If the earth is a cannibal, then her own "children" are also guilty of gashing or, "trenching" and wounding the earth's "body." As armed cavalry soldiers march across the land and engage in earth-gouging combat, the violence of warfare seems to plant the "fields" with dead bodies, while destroying the small, tender flowers that spring from the soil.
| Quote #2 Yea, there thou makest me sad and makest me sin |
According to King Henry, his son brings nothing but shame and "dishonour" to his family, while Hotspur is the very definition of honor.
As Henry describes his envy of Hotspur's father, he puns on the word "plant" to describe the way Hotspur distinguishes himself from wild Prince Hal and even other members in the Hotspur's family (the Plantagenet line) by being the "straightest plant." What Henry means is that Hotspur distinguishes himself from prince Hal and also other members of the Percy family, which are portrayed as a crooked "grove."

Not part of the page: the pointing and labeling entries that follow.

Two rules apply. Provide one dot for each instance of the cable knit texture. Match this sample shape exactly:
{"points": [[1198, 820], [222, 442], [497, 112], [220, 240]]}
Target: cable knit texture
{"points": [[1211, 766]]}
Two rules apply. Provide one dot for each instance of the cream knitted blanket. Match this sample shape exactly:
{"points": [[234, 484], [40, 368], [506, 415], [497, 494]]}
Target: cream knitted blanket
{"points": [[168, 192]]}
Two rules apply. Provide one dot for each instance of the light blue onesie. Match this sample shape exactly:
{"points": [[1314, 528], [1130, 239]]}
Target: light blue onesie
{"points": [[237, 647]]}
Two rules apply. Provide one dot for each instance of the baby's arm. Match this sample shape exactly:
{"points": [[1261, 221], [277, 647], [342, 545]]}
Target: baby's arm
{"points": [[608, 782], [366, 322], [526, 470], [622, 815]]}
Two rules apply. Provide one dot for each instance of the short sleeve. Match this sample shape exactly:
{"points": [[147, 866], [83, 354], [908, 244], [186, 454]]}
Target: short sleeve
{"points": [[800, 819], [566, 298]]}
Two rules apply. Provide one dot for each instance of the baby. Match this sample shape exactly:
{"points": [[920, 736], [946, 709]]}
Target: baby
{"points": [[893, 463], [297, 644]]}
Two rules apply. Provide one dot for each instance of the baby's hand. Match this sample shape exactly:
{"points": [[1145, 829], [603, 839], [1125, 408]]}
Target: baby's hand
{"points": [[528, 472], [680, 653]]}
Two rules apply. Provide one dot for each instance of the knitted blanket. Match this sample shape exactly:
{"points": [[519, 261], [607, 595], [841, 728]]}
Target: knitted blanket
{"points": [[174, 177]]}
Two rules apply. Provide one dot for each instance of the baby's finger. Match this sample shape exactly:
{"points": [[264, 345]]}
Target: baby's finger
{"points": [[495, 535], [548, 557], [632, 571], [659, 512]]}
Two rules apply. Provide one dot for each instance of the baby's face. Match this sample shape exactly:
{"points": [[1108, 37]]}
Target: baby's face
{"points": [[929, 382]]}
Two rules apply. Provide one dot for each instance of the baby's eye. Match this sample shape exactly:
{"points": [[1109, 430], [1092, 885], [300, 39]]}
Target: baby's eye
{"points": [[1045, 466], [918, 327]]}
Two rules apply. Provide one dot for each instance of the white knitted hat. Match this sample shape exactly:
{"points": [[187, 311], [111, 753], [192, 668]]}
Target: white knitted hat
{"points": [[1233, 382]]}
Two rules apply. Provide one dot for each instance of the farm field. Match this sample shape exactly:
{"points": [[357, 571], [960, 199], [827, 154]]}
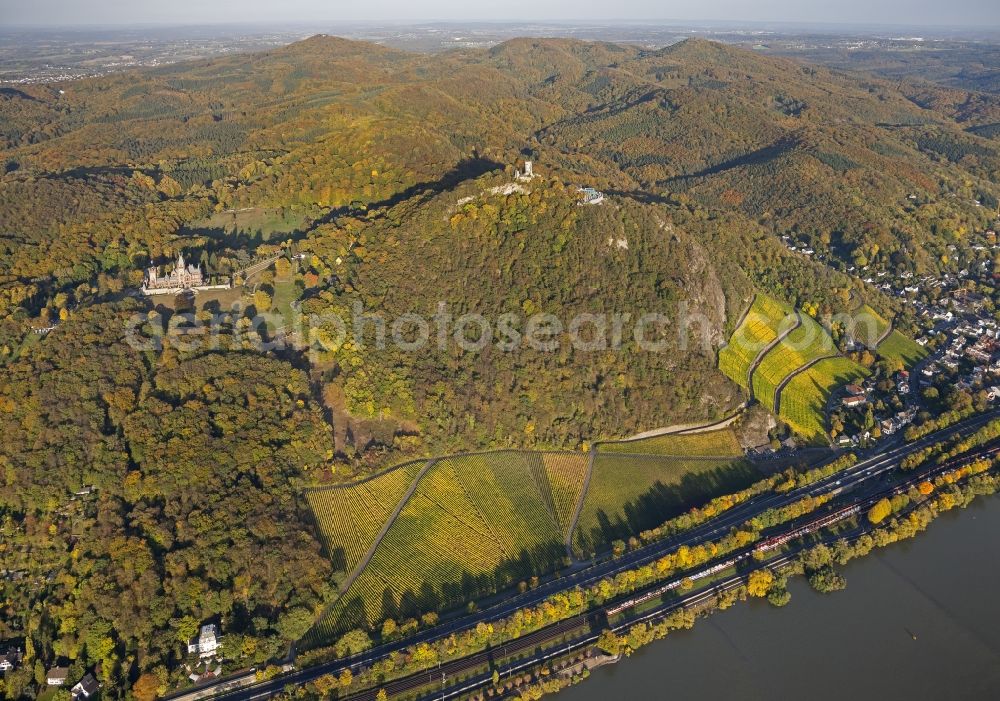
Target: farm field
{"points": [[804, 398], [896, 346], [350, 517], [762, 324], [632, 493], [716, 443], [475, 523], [868, 326], [806, 343], [566, 473]]}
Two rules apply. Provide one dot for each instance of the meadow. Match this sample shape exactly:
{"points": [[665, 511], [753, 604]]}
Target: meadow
{"points": [[868, 326], [898, 347]]}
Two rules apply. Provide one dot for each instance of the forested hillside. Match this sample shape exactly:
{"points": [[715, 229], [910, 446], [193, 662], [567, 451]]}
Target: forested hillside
{"points": [[146, 491]]}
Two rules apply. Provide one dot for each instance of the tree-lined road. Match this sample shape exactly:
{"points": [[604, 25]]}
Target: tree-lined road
{"points": [[864, 473]]}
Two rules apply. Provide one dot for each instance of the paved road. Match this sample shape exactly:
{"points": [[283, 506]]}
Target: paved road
{"points": [[868, 469]]}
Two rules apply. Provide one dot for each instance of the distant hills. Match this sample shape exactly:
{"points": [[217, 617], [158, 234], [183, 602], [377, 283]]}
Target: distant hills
{"points": [[708, 154]]}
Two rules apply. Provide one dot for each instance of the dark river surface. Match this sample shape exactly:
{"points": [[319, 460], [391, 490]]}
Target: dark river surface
{"points": [[941, 587]]}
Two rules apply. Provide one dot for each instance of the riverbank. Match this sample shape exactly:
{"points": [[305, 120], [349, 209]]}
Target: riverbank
{"points": [[917, 621]]}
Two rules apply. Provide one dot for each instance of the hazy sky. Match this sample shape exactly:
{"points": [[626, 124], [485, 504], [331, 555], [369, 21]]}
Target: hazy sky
{"points": [[969, 13]]}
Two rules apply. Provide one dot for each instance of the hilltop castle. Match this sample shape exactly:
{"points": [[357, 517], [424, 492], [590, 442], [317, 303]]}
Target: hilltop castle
{"points": [[182, 277]]}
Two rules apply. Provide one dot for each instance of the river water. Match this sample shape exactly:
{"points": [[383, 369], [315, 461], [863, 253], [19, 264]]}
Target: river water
{"points": [[941, 588]]}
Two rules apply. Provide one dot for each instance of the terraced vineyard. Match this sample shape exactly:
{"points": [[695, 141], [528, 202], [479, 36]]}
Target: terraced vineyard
{"points": [[804, 398], [350, 517], [632, 493], [803, 345], [867, 326], [475, 523], [759, 327], [722, 442], [566, 473], [896, 346]]}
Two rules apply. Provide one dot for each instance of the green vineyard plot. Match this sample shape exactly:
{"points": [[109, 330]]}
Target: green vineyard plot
{"points": [[803, 345], [705, 443], [898, 347], [632, 493], [867, 326], [350, 517], [804, 398], [761, 326], [566, 473], [474, 524]]}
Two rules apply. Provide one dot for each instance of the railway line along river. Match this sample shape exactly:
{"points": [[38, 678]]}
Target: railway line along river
{"points": [[918, 620]]}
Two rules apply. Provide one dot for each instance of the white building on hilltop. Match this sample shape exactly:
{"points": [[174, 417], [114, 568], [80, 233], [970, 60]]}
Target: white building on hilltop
{"points": [[182, 276], [206, 643]]}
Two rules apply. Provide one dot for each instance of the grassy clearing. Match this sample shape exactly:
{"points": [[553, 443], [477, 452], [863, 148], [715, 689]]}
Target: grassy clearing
{"points": [[722, 442], [896, 346], [804, 398], [867, 326], [762, 324], [259, 223], [806, 343], [632, 493]]}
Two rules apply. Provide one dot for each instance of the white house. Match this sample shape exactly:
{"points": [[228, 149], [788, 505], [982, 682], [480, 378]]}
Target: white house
{"points": [[56, 676], [85, 688], [206, 643]]}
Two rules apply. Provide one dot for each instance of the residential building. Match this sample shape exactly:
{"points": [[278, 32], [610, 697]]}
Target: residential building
{"points": [[85, 688], [56, 676], [207, 641]]}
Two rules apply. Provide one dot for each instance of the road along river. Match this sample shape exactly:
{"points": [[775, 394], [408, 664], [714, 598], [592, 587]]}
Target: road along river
{"points": [[918, 620]]}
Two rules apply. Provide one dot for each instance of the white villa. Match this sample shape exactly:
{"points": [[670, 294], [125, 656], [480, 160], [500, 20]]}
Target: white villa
{"points": [[206, 643]]}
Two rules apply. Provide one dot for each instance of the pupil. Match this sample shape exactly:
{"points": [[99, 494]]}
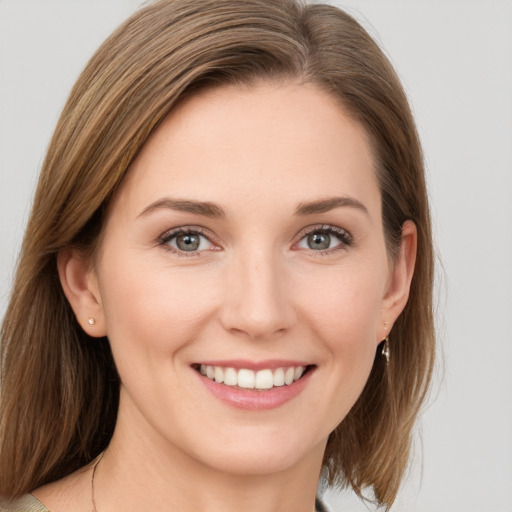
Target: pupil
{"points": [[188, 242], [319, 241]]}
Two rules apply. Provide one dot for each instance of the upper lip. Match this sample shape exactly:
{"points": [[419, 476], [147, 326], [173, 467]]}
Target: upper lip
{"points": [[270, 364]]}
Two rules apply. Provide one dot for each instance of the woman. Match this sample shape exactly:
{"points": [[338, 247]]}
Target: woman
{"points": [[224, 291]]}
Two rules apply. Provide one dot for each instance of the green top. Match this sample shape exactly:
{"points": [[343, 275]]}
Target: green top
{"points": [[29, 503]]}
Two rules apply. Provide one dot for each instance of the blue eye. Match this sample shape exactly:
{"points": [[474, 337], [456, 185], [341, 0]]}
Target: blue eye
{"points": [[325, 238], [186, 241]]}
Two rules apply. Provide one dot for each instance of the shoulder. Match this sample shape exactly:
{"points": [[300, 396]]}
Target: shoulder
{"points": [[27, 503]]}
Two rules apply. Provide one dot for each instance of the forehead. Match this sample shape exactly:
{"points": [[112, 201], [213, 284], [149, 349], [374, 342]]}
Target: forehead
{"points": [[269, 142]]}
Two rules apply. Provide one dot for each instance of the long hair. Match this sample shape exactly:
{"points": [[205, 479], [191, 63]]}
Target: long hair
{"points": [[59, 387]]}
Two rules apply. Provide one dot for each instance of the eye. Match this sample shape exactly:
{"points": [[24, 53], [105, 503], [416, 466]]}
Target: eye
{"points": [[186, 241], [325, 238]]}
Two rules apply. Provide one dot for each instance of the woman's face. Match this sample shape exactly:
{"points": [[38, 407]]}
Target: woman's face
{"points": [[247, 237]]}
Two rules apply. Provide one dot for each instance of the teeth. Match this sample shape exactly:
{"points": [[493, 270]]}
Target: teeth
{"points": [[249, 379], [264, 379], [288, 376], [219, 374], [230, 377]]}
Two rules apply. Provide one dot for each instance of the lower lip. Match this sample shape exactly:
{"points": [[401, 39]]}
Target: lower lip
{"points": [[253, 399]]}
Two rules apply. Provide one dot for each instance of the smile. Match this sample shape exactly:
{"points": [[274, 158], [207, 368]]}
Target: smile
{"points": [[245, 378]]}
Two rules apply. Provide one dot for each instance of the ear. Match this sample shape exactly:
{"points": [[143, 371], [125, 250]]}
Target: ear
{"points": [[80, 285], [399, 283]]}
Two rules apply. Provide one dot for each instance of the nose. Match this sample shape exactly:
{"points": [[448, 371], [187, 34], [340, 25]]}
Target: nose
{"points": [[258, 302]]}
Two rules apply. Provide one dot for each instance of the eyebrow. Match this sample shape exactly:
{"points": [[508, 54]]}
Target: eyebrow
{"points": [[325, 205], [204, 208], [208, 209]]}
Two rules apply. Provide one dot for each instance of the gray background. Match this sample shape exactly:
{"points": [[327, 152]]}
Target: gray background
{"points": [[455, 59]]}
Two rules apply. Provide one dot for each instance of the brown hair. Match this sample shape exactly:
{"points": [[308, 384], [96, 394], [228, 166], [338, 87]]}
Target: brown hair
{"points": [[59, 388]]}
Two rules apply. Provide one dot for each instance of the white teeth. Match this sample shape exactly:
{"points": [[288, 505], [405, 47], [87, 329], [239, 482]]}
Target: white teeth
{"points": [[264, 379], [230, 377], [288, 376], [249, 379], [246, 379], [298, 373], [219, 374], [279, 377]]}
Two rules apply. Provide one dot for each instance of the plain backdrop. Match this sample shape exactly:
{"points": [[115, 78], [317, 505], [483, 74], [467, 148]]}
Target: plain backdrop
{"points": [[455, 60]]}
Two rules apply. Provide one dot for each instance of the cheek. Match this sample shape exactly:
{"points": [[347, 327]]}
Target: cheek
{"points": [[345, 305], [153, 307]]}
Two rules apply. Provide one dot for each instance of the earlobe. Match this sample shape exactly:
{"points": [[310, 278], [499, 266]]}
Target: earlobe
{"points": [[397, 292], [80, 285]]}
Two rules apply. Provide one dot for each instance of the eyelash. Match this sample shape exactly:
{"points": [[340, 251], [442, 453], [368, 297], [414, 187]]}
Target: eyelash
{"points": [[345, 238]]}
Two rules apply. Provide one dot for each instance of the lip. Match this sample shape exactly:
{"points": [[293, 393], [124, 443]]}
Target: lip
{"points": [[252, 399], [270, 364]]}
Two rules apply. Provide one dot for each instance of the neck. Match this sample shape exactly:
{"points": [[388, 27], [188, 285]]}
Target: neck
{"points": [[141, 474]]}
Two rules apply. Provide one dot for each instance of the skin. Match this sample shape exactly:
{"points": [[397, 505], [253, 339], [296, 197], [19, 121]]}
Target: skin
{"points": [[255, 290]]}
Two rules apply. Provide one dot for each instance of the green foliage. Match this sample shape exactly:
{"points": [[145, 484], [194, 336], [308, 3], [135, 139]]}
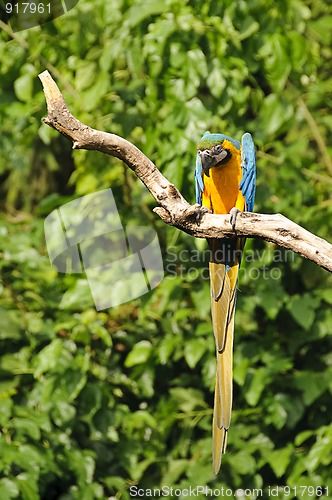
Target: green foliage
{"points": [[93, 403]]}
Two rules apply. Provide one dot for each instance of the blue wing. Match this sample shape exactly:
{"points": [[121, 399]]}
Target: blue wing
{"points": [[248, 163], [199, 184]]}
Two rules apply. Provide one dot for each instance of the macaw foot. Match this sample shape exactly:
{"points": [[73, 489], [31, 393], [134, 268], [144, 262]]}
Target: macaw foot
{"points": [[199, 214], [233, 216]]}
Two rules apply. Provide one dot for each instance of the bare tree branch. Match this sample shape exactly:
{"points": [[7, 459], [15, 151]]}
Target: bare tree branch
{"points": [[173, 208]]}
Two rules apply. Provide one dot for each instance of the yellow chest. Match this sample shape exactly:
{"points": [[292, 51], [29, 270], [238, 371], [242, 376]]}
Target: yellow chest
{"points": [[221, 190]]}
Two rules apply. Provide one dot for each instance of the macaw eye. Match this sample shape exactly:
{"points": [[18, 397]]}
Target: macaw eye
{"points": [[217, 149]]}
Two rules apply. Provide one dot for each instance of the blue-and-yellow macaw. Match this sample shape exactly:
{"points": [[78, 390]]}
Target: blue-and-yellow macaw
{"points": [[225, 178]]}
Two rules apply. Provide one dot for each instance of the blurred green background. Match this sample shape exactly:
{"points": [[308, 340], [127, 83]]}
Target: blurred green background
{"points": [[92, 404]]}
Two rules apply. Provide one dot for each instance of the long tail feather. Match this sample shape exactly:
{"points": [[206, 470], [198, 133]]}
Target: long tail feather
{"points": [[223, 298]]}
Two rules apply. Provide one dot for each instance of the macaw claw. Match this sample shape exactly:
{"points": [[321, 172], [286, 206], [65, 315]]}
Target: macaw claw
{"points": [[233, 216], [201, 211]]}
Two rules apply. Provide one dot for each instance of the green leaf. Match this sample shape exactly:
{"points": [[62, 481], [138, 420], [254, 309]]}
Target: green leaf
{"points": [[193, 351], [302, 308], [139, 354], [280, 459], [8, 489]]}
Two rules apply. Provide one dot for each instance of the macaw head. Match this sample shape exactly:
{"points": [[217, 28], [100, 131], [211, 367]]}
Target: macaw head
{"points": [[215, 150]]}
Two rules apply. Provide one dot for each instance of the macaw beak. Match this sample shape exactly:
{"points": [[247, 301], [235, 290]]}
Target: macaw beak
{"points": [[208, 161]]}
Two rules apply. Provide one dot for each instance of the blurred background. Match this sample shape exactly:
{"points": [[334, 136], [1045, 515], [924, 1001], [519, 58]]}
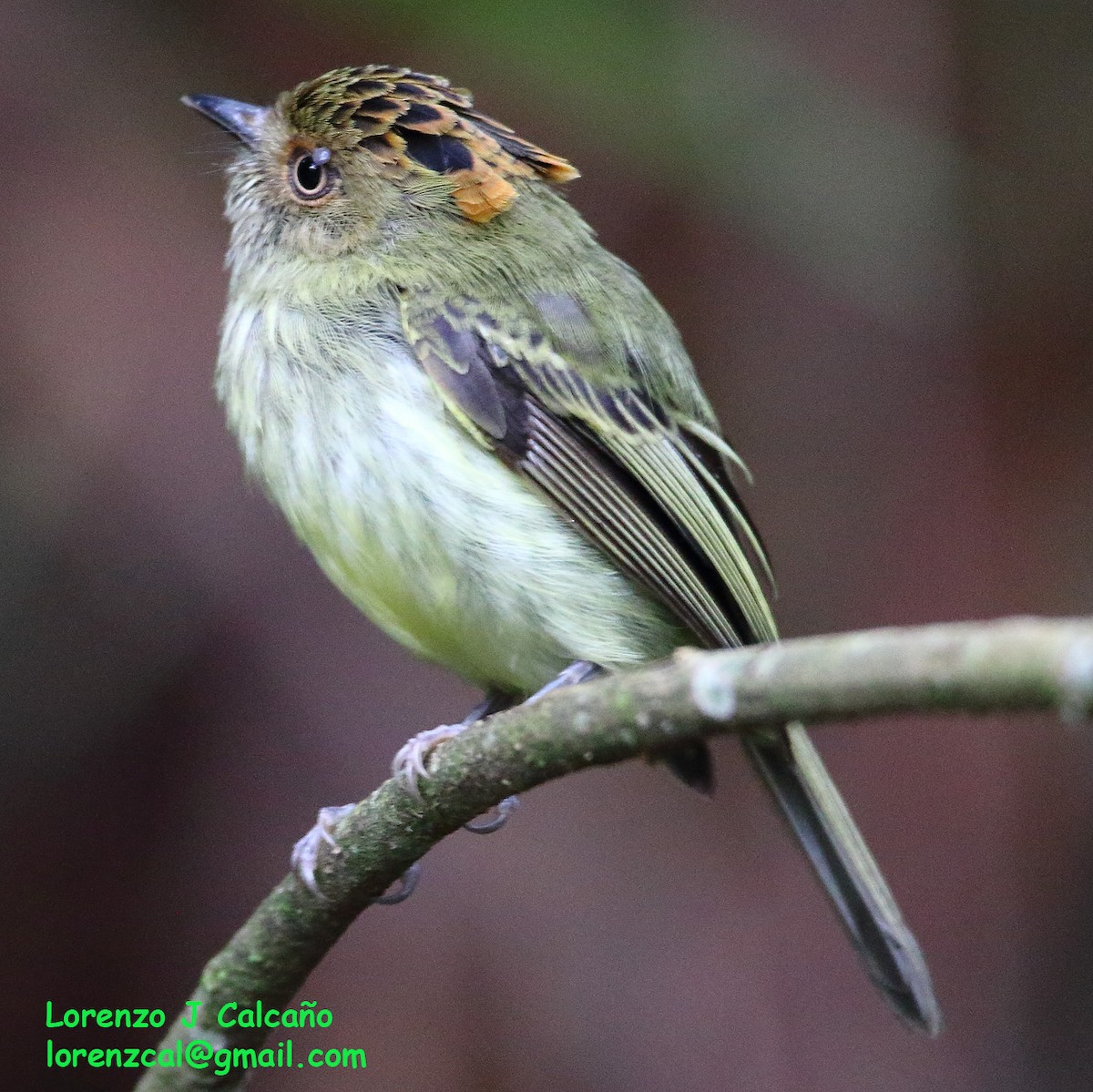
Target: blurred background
{"points": [[873, 223]]}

King Henry's remarks about his "sin[ful]" "envy" of Northumberland for having such a "blest" son help the play establish Hotspur as a foil to the wild and rebellious Prince Hal. It's curious, though, that Henry thinks so highly of the young man who will later organize a rebellion in an effort to bump King Henry from the throne. Hmm. We wonder why that is.
| Quote #3 I know not whether God will have it so, |
This isn't the first time a parent has complained about an unruly child being sent to earth by "God" as punishment for some past sin. Most parents (we hope) don't actually believe this, but Henry sure does. Hal's rebelliousness, he insists, is God's way of punishing him for deposing, and then ordering, the murder of King Richard II. Since it was believed that English monarchs were God's appointed leaders on earth, Henry's usurpation of the throne is a sin against God.
We're also interested in Henry's use of the term "grafted" to describe Prince Hal's relationship with the "rude society" of his friends at the expense of his relationship with his "blood" relatives. (Grafting is a horticultural term to describe the way a tree's tissue is fused with another tree so the sap of one tree circulates through the other.) Henry suggests that Hal's association with "rude society" is the worst kind of family disloyalty, one that threatens to transform his royal "blood" to something common and "base."